What explains the upward revision? Since the day of the March 2022 FOMC, we have received information on March CPI, March PPIs, labor market, and March core import prices. On net, the incoming data were a bit stronger than expected as the downward surprise in March CPI/PPIs was more than offset by an upward surprise in March core import prices.
What is the passthrough from core import prices to core PCE price inflation? We estimate that a 1% increase in relative core import prices (that is the difference between core import prices and core PCE price inflation itself) results in about 10bps upward pressure on core PCE price inflation in 4 quarters (although most of the passthrough happens in the first 2 quarters). In March, core import prices grew at 14.3% (a.r.) and they grew above 10% (a.r.) in the last 3 months. Therefore, given that core PCE price inflation is currently around 5.5%, core import prices should put an additional 4-ish tenths upward pressure on core PCE prices in the next 4 quarters (from which, the upward revision to the model forecast in 2022). A chart showing the metrics of core import prices is reported at the end.
A word of caution about the model forecast
Our “main” model is a workhorse augmented Phillips curve model, extremely popular in central banks, including at the Fed. Nevertheless, at any given point in time the information set of the econometrician is larger than the model. In this moment the information set of the econometrician is based on the narrative of the incoming data, especially about the level of durable goods. Put it differently, there is a reason to believe that the model might be overestimating future inflation if one thinks that the level of (durable) goods will drop significantly in the upcoming quarters.
Implications for the Fed Board staff
We employ our “main” model as a way to assess the risks around the Fed staff forecast. The Fed Board staff forecast (as inferred from the FOMC minutes) has been revised up significantly in the last few rounds but remains below the model (in our view, the staff is currently forecasting core PCE price inflation at 3.6%-3.7% in 2022). As previously discussed, in our view this is happening because the staff is working under the assumption that its own information set is larger than the model.
In any case, we continue to expect the Fed staff to revise its 2022 core PCE price inflation up marginally this round or the next. All models (Phillips curve “main” model, thick modelling, trend models) continue to signal upside risks around the Fed staff forecast. Not only, but the incoming data continue to be on the strong side.
All told, we continue to expect the Fed communication to remain very hawkish in the next weeks.
Figures
Inflation forecast (YoY of core PCE, %) from "main" model – latest run (2022:Q1 in sample)

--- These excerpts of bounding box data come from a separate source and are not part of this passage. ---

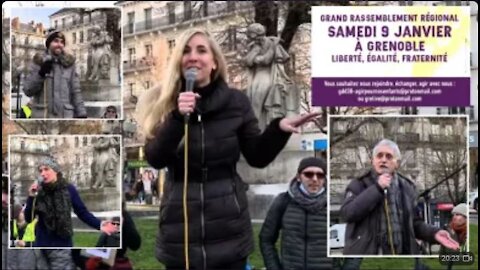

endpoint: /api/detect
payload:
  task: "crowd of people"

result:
[2,23,466,270]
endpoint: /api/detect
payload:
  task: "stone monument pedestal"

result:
[80,76,121,118]
[79,187,122,212]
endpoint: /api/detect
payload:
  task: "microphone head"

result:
[184,67,198,81]
[183,67,197,92]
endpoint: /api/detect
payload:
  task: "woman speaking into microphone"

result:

Core import prices metrics
The figure shows the BLS “import prices, all commodities excluding petroleum” series metrics. The red line shows the percent change between month “m” and month “m-24” at annual rate. The blue thick line shows the year-over-year percent change. The blue thin line shows the percent change between month “m” and month “m-6” at annual rate. Finally, the blue dashed line shows the percent change between month “m” and month “m-3” at annual rate. Latest month is March 2022.